Sunday, September 12, 2010

Egypt's energy conundrum

Power shortages are fuelling popular protests - and a desperate search for new energy


-Taken from Monocle
-Cairo - September 2010

Anyone who has passed through the Middle East during the Muslim holy month of Ramadan will have taken one visual memory home with them: the sight of row upon row of lights – flashy, fizzy, gaudy and kitsch – dominating the streetscape at every turn. After sunset in Cairo, when the day’s long fast finally comes to an end and families join together to eat a giant iftar (breakfast) and settle down in front of the TV, it often feels like the whole of this ancient city has been draped in neon. But this year the festive bulbs weren’t quite so ubiquitous, thanks to a series of power cuts that plunged parts of the Egyptian capital into total darkness – and which has left the country’s beleaguered government scrambling around for a new set of energy solutions.

The outages, which brought protestors out onto the streets in many parts of the country, were partly a result of 2010’s exceptionally hot summer (temperatures regularly topped 40°c in major cities, driving up the use of air-conditioners), and partly a consequence of Ramadan, when a great deal of economic activity shifts to the night-time hours. But they also underlined a long-term crisis at the heart of Egypt’s energy policy – the growing gap between domestic demand for power and the country’s ability to supply it. With a demographic explosion increasing electricity usage up by 13% this year alone, it’s becoming painfully clear that the existing energy infrastructure, which has been underfunded for decades, in creaking dangerously under the strain.

That’s why government ministers have spent the last few weeks unveiling a blitz of controversial new energy projects, including the construction of a $1.5 billion nuclear reactor on the Mediterranean coast in an area that had been earmarked for luxury holiday resort development. They’ve also thrown open Egypt’s waters to deepwater drilling, of the kind that led to the Gulf of Mexico oil spill back in April. Shut out of US oil and gas fields by President Obama’s moratorium on deepwater drilling, many companies are now setting up shop in Egypt instead; Transocean, the firm that owned the fateful Deepwater Horizon oil rig, has already been operating in Egypt for years, whilst BP has just inked a fresh deal with the Egyptian government that will see it extracting 900 million cubic metres of gas a day out of the Mediterranean seabed from 2014 onwards.

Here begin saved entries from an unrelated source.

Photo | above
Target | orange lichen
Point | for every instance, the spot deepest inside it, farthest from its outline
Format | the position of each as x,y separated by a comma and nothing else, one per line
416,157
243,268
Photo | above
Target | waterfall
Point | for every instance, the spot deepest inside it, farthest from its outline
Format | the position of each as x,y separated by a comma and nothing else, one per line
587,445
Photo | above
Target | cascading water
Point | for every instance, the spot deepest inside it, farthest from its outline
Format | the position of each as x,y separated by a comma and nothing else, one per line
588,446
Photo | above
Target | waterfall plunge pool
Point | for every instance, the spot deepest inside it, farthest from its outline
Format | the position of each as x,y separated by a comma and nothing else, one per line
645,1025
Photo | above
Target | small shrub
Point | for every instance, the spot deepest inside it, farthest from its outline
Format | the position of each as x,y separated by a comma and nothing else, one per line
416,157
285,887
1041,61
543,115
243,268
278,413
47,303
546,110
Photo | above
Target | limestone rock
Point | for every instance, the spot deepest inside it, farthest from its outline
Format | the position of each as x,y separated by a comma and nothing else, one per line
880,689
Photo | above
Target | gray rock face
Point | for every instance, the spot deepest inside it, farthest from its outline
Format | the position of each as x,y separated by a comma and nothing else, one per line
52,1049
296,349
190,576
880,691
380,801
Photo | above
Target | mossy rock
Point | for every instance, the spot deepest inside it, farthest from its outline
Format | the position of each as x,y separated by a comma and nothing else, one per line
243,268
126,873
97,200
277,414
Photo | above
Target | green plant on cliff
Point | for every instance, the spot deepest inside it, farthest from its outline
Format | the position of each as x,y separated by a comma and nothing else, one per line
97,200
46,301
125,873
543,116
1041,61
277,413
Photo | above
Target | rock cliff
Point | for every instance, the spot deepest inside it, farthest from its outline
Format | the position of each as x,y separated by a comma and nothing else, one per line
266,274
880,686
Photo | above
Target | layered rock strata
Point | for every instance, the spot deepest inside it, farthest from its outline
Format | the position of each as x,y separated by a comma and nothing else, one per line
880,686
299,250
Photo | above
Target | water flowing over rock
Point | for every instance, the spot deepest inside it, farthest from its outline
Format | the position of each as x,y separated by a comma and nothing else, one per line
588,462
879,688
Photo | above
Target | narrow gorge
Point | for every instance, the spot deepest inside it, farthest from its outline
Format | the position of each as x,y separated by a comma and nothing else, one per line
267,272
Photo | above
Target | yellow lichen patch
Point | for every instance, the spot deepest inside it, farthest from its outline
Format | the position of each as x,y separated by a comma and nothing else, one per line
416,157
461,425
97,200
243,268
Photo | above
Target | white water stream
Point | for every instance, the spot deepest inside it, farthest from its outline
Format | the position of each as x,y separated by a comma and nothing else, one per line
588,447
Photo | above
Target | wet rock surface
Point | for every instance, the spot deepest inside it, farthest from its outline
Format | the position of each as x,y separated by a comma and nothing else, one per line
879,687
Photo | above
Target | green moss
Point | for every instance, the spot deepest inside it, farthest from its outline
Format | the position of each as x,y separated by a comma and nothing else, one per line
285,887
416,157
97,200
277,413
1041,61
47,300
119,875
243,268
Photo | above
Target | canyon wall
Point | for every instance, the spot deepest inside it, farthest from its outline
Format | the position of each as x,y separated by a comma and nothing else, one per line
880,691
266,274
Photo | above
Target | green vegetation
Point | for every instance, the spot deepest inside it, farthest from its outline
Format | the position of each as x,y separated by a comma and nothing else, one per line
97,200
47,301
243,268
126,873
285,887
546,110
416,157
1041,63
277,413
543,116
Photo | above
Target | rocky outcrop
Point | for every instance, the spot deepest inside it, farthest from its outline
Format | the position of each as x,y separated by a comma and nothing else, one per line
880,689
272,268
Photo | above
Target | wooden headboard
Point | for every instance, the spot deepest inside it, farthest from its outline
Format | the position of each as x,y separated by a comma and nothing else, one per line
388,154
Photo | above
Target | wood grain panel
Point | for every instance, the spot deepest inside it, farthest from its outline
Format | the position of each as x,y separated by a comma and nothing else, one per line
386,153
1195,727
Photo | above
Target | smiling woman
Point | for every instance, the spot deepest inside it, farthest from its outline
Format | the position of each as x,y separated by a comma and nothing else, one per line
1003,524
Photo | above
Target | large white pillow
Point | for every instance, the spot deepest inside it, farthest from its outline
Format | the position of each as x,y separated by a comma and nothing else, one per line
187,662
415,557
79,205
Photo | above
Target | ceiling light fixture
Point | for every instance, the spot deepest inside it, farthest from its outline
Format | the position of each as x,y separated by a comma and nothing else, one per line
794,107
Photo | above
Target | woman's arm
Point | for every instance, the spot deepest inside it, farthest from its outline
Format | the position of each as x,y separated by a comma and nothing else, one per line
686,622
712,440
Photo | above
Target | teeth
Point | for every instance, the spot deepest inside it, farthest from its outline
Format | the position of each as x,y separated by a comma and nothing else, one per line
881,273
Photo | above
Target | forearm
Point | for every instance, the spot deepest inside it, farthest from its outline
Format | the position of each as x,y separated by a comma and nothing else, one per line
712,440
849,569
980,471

It’s all happening a bit too swiftly for the likes of Issandr El Amrani, a blogger and columnist who thinks there hasn’t been enough scrutiny of the potential environmental risks involved with deepwater drilling. Earlier this year an oil rig accident near the Red Sea resort of Hurghada gave Egypt a brief taste of the damage that can be caused by offshore energy extraction; because Egypt lacks the economic clout of the US, argues El Amrani, “it is all the more urgent to have a serious debate about the costs and benefits of deepwater drilling.”

But there could be an alternative way forward in Egypt’s drive for energy security, and it lies in the baking sunshine and fast-blowing winds that sweep across this desert nation with remarkable consistency. “Egypt’s potential to be a centre of renewable wind and solar energy in the Middle East is huge,” says Engineer Samir Hassan, Director of RCREEE, an independent renewable energy think tank based in Cairo. Wind speeds in the Gulf of Suez average 9-10 metres a second, far higher than those recorded at similar sites in Europe, and the World Bank has just approved a $210m loan which will help Egypt develop 10 GW of wind energy by 2022. Meanwhile the country’s first solar farm should connect to the grid within the next six months. With Egypt’s current reserve of fossil fuels set to run dry within 30 years, there’s no time to waste when it comes to the expansion of alternative energy.

“We’re not a rich country and we don’t have the luxury to sit around talking about this issue,” warns Engineer Hassan. “We need to develop new sources of energy now.”